Lawmakers are leaving Springfield, once again, without developing a comprehensive solution to the state's fiscal problems.
The spring session has officially come to an end in Springfield. Both chambers passed some minor revenue generators, as well as a framework for the state budget that gives Gov. Quinn wide leeway to cut spending. However, one large item remains unresolved.
The sticking point is a measure (SB 3514) that would allow the state to borrow $4 billion to cover the upcoming contribution to the pension system. After narrowly passing the House earlier this week, the bill met resistance among the Democratic caucus in the Senate. "I don't think we can afford to punt it down the road and keeping avoiding the problem even longer," said Sen. Heather Steans (D-Chicago), one of a handful of Democratic holdouts. So, instead of calling the bill in committee yesterday morning, Senate President John Cullerton (D-Chicago) held it with the intention of whipping up more support. But the body ultimately adjourned without even bringing the legislation to the floor. That means lawmakers will probably be called back to the capitol building for a special session sometime this summer.
More depressing than that is the miserable spending bill both chambers did manage to pass this week. In a white paper (PDF) released Wednesday night, the Center For Tax and Budget Accountability breaks down in clear terms what next year's fiscal plan (HB 859) looks like. Combining the backlog of unpaid bills ($6 billion), repayment of past debts ($4.6 billion), and general revenue funds, Illinois would need $36.9 billion to pay off its annual bills and the entire existing deficit. Even when one factors in $3.1 billion worth of one-time payments -- the securitization of the tobacco lawsuit and the tax amnesty proposal, for example -- revenue next year will only reach approximately $29 billion. That's $7 billion short of the state's estimated expenditures. And this analysis doesn't even include any debt the state will incur if and when it borrows to make the FY 2011 pension contribution.

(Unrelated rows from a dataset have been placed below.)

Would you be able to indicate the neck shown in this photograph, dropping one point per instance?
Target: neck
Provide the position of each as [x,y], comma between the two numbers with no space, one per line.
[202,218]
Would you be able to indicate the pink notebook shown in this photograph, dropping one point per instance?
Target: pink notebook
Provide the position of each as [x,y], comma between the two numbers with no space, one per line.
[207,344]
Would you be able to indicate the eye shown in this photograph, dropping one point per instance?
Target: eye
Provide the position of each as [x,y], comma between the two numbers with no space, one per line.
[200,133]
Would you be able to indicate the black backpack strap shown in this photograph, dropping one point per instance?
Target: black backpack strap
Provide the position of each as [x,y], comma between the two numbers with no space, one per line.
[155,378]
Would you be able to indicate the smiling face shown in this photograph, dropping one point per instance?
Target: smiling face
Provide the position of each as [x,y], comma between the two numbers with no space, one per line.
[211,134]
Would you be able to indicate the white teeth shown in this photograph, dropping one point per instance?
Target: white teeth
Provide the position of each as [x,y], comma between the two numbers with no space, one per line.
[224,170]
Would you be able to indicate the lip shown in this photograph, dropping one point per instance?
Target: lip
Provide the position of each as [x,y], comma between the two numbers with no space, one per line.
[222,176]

Speaking to reporters yesterday, House Speaker Michael Madigan (D-Chicago) himself admitted that the budget is unbalanced, which technically violates the state's constitution. It's also miserable politics for the Democrats, who have built considerable majorities in both chambers, yet appear unable to fix a damaged ship that's sinking deeper by the day.
This brings us back, as budget negotiations often do, to "the sell." For the last year, Democrats in Springfield have chronically undersold the benefits of comprehensive tax reform, which would close a significant portion of the deficit while also providing tax fairness, property tax relief, and a pathway to education funding reform. Instead, they've sat on their heels and watched two devastating narratives develop: that the state "overspends" and that Gov. Pat Quinn's scaled-back, one-percentage-point income tax increase was enormous and economically dangerous.
Neither are true. As we documented last week, schools and human services are starved in Illinois and the pension fund is only 48 percent funded. Waste exists, undoubtedly, but this is not a bloated government by any stretch of the imagination. Meanwhile, Voices for Illinois Children's Larry Joseph produced an interesting graph (PDF) charting the state's quarterly unemployment rate between 1981 and 1985. As he shows, there is no noticeable uptick in joblessness after January 1983, when the General Assembly raised the personal and corporate income tax temporarily in the midst of decade-high unemployment levels. "The recovery in Illinois was shaped primarily by macroeconomic conditions, not by changes in state tax policy," he adds. Take a look at it below:
That comparison is apples-to-oranges in some ways, but it offers an interesting lens through which to view the continuing fight. A modest tax increase will not play well with many voters, for sure. But neither will pension problems, a growing provider backlog, and the image of inepitude that will cloud the party this November.